その後、5世紀末頃、陶弘景によって再編成され「神農本草経集注」となりました。
【古代ギリシア】植物療法と背景
■古代ギリシア時代
古代ギリシャ人は、エジプト人から植物療法の医学的な知識を受け継ぎます。
医学者であったヒポクラテス(紀元前460年~紀元前377年)は、エーゲ海のコス島に医者の息子として生まれました。

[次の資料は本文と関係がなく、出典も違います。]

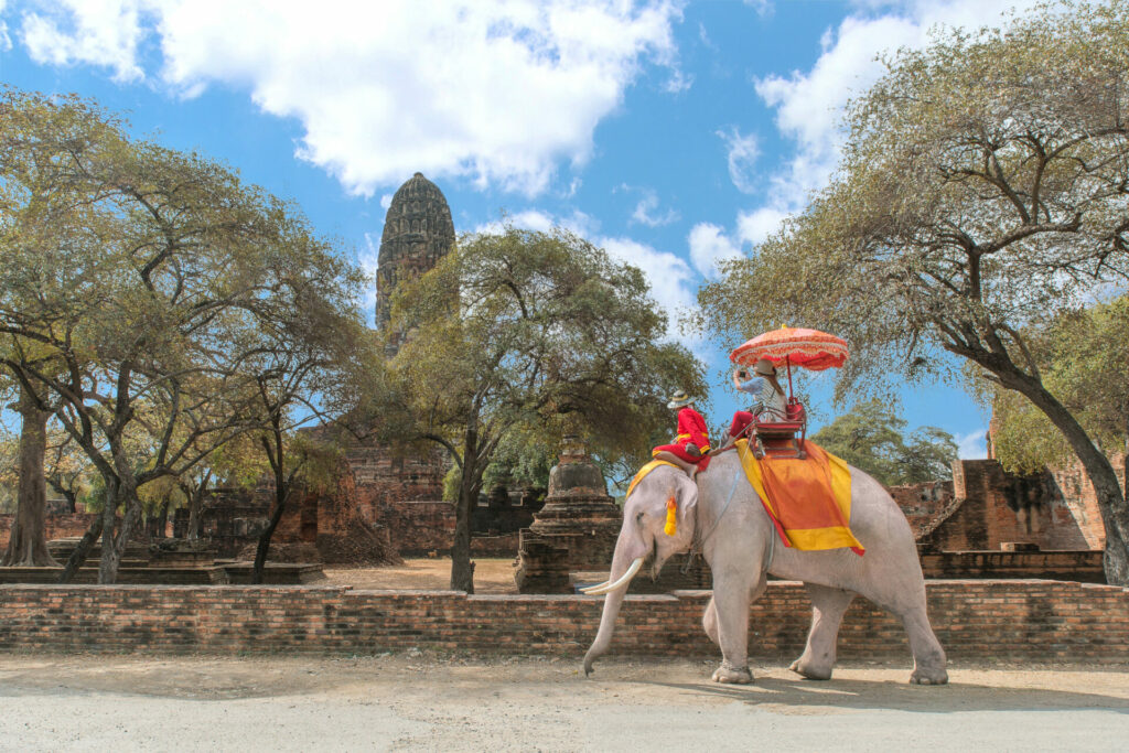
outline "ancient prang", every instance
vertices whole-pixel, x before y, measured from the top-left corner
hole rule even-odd
[[[439,186],[417,173],[400,186],[384,218],[376,272],[376,326],[388,325],[401,280],[431,270],[455,244],[455,224]]]

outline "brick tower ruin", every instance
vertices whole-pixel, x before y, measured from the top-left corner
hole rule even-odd
[[[376,272],[376,326],[392,314],[392,296],[401,280],[423,274],[455,244],[455,224],[439,186],[417,173],[392,196],[380,236]]]

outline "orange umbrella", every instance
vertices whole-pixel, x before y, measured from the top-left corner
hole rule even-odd
[[[813,371],[839,368],[847,360],[841,338],[805,327],[780,327],[759,334],[729,353],[729,360],[752,367],[762,358],[780,366],[803,366]]]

医学においては、古くからの呪術的な療法を否定し、科学的な医学の基礎を築き上げました。
そのため”医学の祖”と呼ばれており、著書には「ヒポクラテス全集」があります。
また古代ギリシャ人は芳香植物を医学的に捉えただけでなく、植物の香りにリフレッシュやリラックスさせる心理効果があることにも気づきました。
ここでアロマテラピーとかかわりがあると見られる古代ギリシャ時代の哲学者たちをご紹介しましょう。
アリストテレス(紀元前384~紀元前322年)はマケドニア王国の医者の息子として生まれ、西洋の偉大な哲学者のひとりであり、プラトンの弟子でもありました。
彼は”万学の祖”と呼ばれています。
そのアリストテレスの弟子のひとりにレスボス島のエレソスで生まれ、”植物学の祖”として知られるテオフラストス(紀元前373年頃~紀元前287年頃)という哲学者がいます。
植物の分類や系統などを研究して「植物誌」という本にまとめました。
「植物誌」は日本でも訳されましたが、現在は入手が困難なようです。
アリストテレスの元で学んだ人物でもうひとりアレキサンダー大王(紀元前356年~紀元前323年)がいます。
彼はマケドニア王国の王で、即位後、東方遠征を行いインドの北西部まで領土を拡大しました。
この遠征によってハーブやスパイスなどが交易品として取引され、東西(ギリシアとオリエンタル)文化交流が生まれ「ヘレニズム文化」と呼ばれるようになりました。